A snippet from Linux Mint Blog



> Linux Mint 12 'Lisa' will come with its own customized desktop and it will be based on Gnome 3. The core desktop will be based on a series of Gnome Shell extensions called “MGSE” (Mint Gnome Shell Extensions) that will provide a layer on top of Gnome 3



Sounds nice



> The main features of MGSE are:
> •The bottom panel
> •The application menu
> •The window list
> ...



I wonder how it's gonna look. Hope not too cluttered. If Linux becomes bloated we're doomed 

Another snippet:



> Negotiations with browsers and search engines are still ongoing so the RC might miss a few search engines that could be added later on in the stable release. At the latest *we should have the RC out by the 11th of November*. Again, that’s our goal in terms of time-frame, but if quality aspects come into play this date becomes irrelevant.

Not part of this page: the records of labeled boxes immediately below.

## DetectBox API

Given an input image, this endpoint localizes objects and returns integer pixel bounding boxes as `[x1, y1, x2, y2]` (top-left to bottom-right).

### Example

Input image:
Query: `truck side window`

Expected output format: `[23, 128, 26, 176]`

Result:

Well let's see then. You can read more here:

http://blog.linuxmint.com/?p=1851


----------



## Peter1986C (Nov 7, 2011)

Oh gawd... I am afraid that if I wish to continue to use Mint I will have to switch to the LXDE version of it, as GNOME based systems are getting my least favourite distros because of the weird stuff they are seeming to make out of it (though Mint promises some kind of a hybrid so lets hope that that works out well enough).


----------



## HalfAHertz (Nov 7, 2011)

i don't like gnome shell :S


----------



## A Cheese Danish (Nov 7, 2011)

Not really liking it so far...


----------



## LordJummy (Nov 8, 2011)

I'm thinking about trying mint on another drive for my HTPC. I've kind of been enjoying ubuntu 11.10 with unity, because it is such a nice simple interface that changes as I use it.

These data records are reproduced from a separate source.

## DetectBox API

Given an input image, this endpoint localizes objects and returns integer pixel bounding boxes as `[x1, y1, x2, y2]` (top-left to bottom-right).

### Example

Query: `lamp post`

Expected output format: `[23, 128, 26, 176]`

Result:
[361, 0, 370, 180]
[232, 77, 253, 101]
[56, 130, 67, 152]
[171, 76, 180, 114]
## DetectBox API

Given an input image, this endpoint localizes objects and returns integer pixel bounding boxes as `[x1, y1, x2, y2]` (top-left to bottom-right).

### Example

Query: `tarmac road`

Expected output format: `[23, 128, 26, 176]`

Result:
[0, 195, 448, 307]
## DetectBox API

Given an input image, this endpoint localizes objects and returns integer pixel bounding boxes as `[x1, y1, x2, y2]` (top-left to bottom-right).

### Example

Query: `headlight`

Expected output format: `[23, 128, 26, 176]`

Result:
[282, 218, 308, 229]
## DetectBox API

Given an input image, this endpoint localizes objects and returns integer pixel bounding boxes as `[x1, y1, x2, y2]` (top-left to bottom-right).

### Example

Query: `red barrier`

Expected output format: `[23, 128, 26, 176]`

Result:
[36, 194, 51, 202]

Does mint use gnome for default shell? A lot of people are HATING unity, and switching back to gnome 2...


----------



## Easy Rhino (Nov 8, 2011)

another layer on top of the new gnome???


----------



## Drone (Nov 13, 2011)

http://blog.linuxmint.com/

RC released


----------



## Easy Rhino (Nov 13, 2011)

downloading/install now.


----------



## valid (Nov 17, 2011)

Linux mint is also starting to become an ubuntu like this time and it might need more RAM in the next development. They should have stick to gnome2


----------



## Easy Rhino (Nov 17, 2011)

mint 12 runs well but im still not liking the interface.


----------



## NinkobEi (Nov 17, 2011)

valid said:


> Linux mint is also starting to become an ubuntu like this time and it might need more RAM in the next development. They should have stick to gnome2



I think eventually it will look like the old one.

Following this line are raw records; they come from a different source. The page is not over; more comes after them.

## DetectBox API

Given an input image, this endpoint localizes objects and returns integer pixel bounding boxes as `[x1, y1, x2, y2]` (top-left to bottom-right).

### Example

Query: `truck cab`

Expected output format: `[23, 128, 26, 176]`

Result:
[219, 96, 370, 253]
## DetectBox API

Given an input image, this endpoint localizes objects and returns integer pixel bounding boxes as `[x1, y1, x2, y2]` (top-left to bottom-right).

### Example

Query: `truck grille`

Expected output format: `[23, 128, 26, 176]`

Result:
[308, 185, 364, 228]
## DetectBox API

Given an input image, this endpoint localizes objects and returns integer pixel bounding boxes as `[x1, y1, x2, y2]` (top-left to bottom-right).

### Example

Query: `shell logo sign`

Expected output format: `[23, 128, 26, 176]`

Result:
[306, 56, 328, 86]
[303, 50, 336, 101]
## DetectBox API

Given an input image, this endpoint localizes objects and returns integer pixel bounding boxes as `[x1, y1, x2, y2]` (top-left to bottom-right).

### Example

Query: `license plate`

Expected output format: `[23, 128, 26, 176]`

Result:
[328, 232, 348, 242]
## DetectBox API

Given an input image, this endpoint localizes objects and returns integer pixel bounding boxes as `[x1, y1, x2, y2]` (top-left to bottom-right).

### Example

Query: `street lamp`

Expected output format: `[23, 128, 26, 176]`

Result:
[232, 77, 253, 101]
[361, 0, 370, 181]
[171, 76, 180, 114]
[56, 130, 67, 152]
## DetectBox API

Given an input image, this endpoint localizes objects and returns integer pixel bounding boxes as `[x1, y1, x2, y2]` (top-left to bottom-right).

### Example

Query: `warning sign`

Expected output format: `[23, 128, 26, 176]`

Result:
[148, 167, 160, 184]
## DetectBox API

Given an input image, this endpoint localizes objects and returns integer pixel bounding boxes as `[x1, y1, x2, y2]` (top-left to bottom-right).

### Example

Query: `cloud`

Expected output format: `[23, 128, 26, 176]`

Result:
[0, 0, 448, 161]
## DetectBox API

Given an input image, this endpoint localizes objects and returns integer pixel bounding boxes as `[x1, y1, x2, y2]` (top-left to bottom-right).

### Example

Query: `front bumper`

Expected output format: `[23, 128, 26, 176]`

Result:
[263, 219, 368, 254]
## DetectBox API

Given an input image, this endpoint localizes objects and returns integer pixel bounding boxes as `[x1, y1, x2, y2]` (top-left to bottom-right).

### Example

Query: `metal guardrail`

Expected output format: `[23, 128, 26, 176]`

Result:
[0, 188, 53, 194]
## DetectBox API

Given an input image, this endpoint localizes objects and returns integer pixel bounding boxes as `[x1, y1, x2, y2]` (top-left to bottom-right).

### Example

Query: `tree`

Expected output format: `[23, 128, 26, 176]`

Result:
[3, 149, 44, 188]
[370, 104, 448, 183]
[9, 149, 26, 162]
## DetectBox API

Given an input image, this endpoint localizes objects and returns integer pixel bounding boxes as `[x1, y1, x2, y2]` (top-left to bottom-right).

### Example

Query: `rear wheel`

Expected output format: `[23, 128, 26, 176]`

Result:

> MATE is a fork of Gnome 2 which is compatible with Gnome 3. Thanks to MATE, you can run both versions of Gnome on the same system.
> 
> MATE is present on the DVD edition of Linux Mint 12. Users of the CD edition can install it via the mint-meta-mate package.
> 
> Eventually, MATE will be in every way identical to Gnome 2 and represent the future of traditional desktops within Linux.


----------



## Drone (Dec 3, 2011)

I totally missed it. 

http://www.linuxmint.com/download.php

12 is already out (Nov 26)


----------



## Peter1986C (Dec 3, 2011)

I am still on 11 lol. No point in upgrading if I want to keep it as it is as long as I am still working on my Gentoo installation (which works, but still misses some programs and still needs some customisation of the looks).


----------



## Easy Rhino (Dec 3, 2011)

ive got 12 on a vm right now. runs pretty well. i am used to centos though so i have to get to the different commands and dependencies.


----------



## hellrazor (Dec 3, 2011)

Chevalr1c said:


> I am still on 11 lol.



11? Psh, I'm on 10.


----------



## Drone (Dec 4, 2011)

Just installed 12 now. 233 updates lol just in one week


----------